Here's how my best conversations typically went.
Me: Hi there! How's your week going?
[Insert pleasantries here]
Them: So, what do you do?
Me: We do a lot of things for our clients, it just depends on what they need. Do you use HubSpot, or are you thinking of using it?
Them: Yeah, we actually just started with it. It's really great.
Me: It is! HubSpot is a beast of a platform, and that's actually where we primarily work out of. We're an inbound marketing agency that does full-funnel inbound marketing strategy, specifically out of HubSpot for our clients to help them get the most out of their tool and high-quality leads. You'll see there are a handful of agencies here, too. They also do great work, but what differentiates us from this is [explain how you're different than the rest]. What kind of work do you do? How are you using HubSpot?
Them: [Insert lots of key information about who they are, what they do, and their successes and their problems]
Me: [Insert pleasantries] Well, that's great to hear about [make comment about what they just said]. Well, keep me in mind if you ever have any questions. Here's my card, and if you ever have any questions about the tool and HubSpot support misses the target, feel free to shoot a question my way. Do you have a card or email?
Them: I do—here it is.
Me: Awesome. Don't forget to grab your free t-shirt.
Remember your prospects.
After dozens of conversations a day, most of your conversations are going to blend together—that's just a fact. But remembering each of them individually may be the key to them remembering you.
Once your prospect walks away, document their information.
I. Can't. Stress. This. Enough.
I'm not just referring to remembering their name an email. Properly document their company, their pain points, as well as the information your business cares about. For us, for example, we care if they've been using HubSpot for a long time or if they just got started with it.
If you're using HubSpot, you may want to edit their contact properties as you import these contacts into your system.
Set realistic expectations.
The people you meet and speak with at your booth will more than likely not move down your funnel right away. No matter how great your conversation with them went, they won't be signing up for your Decision Stage offer their first day back in the office. Like your other leads, they'll take months of nurturing before they may be ready to buy from you.

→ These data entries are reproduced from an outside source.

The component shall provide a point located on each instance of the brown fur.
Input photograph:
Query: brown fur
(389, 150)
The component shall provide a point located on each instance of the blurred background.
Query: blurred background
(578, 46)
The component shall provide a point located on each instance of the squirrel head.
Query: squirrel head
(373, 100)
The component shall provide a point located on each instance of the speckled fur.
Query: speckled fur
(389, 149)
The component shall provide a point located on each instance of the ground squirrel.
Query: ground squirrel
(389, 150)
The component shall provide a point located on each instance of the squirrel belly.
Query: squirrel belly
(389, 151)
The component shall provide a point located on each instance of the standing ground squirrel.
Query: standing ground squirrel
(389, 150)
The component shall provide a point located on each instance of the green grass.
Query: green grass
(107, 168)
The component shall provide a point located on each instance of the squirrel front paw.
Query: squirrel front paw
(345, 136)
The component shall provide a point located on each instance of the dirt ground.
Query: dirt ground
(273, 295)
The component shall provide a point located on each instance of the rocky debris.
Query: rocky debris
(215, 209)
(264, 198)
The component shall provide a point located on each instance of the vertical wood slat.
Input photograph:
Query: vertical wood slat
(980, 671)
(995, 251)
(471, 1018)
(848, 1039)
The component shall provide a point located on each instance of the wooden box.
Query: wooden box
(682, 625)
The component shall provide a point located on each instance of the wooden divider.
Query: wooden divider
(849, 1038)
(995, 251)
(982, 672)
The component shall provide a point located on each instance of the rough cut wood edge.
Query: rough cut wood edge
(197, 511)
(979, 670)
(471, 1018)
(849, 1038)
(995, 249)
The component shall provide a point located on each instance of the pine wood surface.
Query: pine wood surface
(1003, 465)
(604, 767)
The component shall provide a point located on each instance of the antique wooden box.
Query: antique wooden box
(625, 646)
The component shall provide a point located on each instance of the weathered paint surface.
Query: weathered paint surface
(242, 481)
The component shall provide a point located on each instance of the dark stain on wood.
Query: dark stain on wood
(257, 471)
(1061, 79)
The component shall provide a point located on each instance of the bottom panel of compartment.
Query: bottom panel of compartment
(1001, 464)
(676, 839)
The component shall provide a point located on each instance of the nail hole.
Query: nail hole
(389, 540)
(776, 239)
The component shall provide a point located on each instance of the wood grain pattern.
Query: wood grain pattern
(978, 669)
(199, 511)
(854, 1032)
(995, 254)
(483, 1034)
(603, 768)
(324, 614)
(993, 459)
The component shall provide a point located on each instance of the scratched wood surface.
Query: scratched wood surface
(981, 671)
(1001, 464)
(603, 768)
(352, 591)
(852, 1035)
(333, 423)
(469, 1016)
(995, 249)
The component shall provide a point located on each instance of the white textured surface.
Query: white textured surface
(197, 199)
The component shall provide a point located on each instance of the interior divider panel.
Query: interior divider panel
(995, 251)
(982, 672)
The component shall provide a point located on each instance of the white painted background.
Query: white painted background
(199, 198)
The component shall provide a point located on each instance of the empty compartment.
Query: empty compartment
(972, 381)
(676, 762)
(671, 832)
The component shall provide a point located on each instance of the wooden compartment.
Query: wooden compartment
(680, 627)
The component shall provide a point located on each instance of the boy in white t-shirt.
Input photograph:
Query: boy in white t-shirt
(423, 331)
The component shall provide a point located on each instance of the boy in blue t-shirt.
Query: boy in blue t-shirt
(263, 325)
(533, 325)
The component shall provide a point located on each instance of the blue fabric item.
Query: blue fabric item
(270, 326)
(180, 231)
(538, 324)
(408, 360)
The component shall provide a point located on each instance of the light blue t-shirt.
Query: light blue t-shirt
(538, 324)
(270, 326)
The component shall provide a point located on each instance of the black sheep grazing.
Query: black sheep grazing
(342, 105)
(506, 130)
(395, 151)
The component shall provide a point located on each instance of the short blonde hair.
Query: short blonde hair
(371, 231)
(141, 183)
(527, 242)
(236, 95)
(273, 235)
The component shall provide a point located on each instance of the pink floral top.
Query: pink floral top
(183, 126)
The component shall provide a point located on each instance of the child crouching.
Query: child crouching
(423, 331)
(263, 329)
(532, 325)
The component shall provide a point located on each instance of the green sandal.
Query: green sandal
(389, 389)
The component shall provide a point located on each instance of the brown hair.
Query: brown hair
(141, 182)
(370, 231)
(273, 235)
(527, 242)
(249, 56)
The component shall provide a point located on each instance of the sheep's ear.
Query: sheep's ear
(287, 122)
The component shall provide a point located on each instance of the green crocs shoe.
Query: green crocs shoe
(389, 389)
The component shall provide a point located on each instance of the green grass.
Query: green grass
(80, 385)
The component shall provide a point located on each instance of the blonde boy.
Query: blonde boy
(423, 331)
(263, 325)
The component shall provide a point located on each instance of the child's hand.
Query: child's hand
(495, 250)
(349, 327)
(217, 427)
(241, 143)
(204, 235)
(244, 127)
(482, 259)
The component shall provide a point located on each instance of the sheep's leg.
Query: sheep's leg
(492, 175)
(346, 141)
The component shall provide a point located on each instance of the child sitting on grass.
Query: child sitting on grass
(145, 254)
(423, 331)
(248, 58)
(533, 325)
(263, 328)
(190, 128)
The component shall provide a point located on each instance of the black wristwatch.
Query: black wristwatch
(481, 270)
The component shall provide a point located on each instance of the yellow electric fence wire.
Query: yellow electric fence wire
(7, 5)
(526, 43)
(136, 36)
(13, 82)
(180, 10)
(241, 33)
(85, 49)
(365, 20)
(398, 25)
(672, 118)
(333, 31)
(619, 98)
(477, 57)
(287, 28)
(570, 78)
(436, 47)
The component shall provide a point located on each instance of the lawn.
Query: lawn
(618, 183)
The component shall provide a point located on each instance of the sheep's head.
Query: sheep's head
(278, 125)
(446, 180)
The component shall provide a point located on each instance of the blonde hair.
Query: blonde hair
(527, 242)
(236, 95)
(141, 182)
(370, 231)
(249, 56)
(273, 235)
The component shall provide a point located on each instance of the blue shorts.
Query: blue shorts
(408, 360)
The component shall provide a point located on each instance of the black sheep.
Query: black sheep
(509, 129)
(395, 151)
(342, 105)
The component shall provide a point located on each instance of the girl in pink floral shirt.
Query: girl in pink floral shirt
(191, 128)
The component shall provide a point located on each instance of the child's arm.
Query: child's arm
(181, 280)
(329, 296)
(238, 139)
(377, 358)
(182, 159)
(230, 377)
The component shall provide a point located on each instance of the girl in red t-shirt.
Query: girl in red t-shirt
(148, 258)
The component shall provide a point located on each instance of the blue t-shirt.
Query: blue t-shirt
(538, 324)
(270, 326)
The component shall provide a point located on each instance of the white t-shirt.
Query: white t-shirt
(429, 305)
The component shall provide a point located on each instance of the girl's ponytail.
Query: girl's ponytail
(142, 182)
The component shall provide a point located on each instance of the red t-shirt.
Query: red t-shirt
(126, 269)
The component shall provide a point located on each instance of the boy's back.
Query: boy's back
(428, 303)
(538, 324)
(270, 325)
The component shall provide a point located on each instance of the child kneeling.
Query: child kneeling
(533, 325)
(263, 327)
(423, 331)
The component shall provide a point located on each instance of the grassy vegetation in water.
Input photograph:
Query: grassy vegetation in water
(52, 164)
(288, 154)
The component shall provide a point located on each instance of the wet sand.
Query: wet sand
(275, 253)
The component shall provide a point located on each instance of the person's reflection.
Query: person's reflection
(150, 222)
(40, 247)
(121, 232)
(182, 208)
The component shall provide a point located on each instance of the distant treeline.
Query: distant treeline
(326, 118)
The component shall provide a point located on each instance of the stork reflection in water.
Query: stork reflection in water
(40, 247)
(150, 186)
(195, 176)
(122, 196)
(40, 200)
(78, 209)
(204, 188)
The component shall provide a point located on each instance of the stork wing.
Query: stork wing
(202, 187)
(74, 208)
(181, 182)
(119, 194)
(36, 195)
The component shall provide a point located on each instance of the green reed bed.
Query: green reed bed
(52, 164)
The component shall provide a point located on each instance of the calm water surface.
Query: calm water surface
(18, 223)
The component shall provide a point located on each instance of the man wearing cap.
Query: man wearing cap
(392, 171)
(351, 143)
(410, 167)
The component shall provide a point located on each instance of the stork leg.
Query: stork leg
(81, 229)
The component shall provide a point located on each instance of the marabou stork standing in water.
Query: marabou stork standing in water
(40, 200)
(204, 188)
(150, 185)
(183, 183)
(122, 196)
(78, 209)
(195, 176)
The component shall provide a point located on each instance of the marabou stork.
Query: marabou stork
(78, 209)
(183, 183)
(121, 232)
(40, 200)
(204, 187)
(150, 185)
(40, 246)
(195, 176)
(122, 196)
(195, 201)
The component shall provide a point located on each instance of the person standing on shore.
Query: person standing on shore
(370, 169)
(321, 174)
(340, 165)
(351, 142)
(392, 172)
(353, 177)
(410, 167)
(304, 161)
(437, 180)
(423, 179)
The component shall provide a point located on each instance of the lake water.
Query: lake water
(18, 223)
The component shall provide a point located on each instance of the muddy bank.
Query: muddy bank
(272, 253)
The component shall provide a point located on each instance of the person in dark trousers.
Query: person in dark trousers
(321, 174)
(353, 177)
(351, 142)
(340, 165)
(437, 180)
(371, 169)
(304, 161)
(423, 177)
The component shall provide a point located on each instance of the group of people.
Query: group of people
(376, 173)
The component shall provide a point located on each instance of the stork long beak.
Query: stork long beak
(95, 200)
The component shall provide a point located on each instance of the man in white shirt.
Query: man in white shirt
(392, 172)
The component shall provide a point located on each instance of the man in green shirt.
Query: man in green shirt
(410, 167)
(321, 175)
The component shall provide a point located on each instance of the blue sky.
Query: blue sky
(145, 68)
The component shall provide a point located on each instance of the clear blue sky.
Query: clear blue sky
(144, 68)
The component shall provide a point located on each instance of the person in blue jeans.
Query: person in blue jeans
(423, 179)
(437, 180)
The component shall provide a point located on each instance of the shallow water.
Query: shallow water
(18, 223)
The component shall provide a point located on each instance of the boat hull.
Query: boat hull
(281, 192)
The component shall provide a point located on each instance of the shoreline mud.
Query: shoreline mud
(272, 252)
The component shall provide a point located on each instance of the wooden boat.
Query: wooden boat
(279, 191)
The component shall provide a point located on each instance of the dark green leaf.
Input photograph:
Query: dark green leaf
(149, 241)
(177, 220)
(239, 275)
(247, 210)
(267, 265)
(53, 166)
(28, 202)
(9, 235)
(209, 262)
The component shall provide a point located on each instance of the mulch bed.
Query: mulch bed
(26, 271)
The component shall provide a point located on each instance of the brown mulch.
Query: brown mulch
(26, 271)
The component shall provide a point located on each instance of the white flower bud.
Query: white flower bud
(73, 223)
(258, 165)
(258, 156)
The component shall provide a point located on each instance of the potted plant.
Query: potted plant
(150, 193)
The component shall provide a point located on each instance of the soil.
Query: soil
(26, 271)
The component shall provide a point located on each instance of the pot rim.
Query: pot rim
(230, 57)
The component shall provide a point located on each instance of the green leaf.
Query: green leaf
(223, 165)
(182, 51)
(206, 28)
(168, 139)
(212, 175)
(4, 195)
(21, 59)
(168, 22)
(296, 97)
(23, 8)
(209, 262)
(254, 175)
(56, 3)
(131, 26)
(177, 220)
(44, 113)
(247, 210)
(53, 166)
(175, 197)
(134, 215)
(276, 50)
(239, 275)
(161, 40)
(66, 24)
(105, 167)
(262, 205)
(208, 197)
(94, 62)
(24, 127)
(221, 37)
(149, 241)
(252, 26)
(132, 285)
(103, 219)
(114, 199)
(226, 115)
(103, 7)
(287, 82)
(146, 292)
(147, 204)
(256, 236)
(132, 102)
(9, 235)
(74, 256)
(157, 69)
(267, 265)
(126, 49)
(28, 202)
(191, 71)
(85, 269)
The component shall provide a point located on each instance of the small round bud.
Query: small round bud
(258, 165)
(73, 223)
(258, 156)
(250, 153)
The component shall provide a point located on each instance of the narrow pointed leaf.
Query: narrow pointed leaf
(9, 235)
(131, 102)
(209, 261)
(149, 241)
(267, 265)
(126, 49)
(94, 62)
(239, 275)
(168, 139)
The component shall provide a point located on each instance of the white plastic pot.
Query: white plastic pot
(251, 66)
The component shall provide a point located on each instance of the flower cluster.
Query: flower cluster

When you're sending follow-up emails, it's best to try to keep them as familiar as possible. It's not only you that has spoken to a lot of people during the conference—your prospects have spoken to dozens of people, too.
Have the follow-up emails be from the person your lead spoke to.
Here are the Do's and Don'ts of conference follow-up emails:
- Include a photo of yourself to jog their memory.
- Include a note or two about the conversation you had. Mention any issues they may have shared with you.
- Send them helpful information. The more relevant to your conversation, then better.
- Be pushy. Asking them to schedule a meeting the week they return may be asking for too much too soon.
- Ask to schedule a meeting even after two emails—put them in a workflow that automatically checks up on them every week or two. Ease into the relationship—just because it started off "outbound-y" doesn't mean you shouldn't keep your inbound mindset. Nurture, be patient, and let them come when they are ready.
Standing behind a booth at a conference or trade show may not be the sexiest or most inbound-y strategy, but part of being an inbound marketing evangelist is to be open-minded and eager to try new things. So order your swag, grab your name tags and business cards—don't shy away from the booth table. You'll never know who you might meet.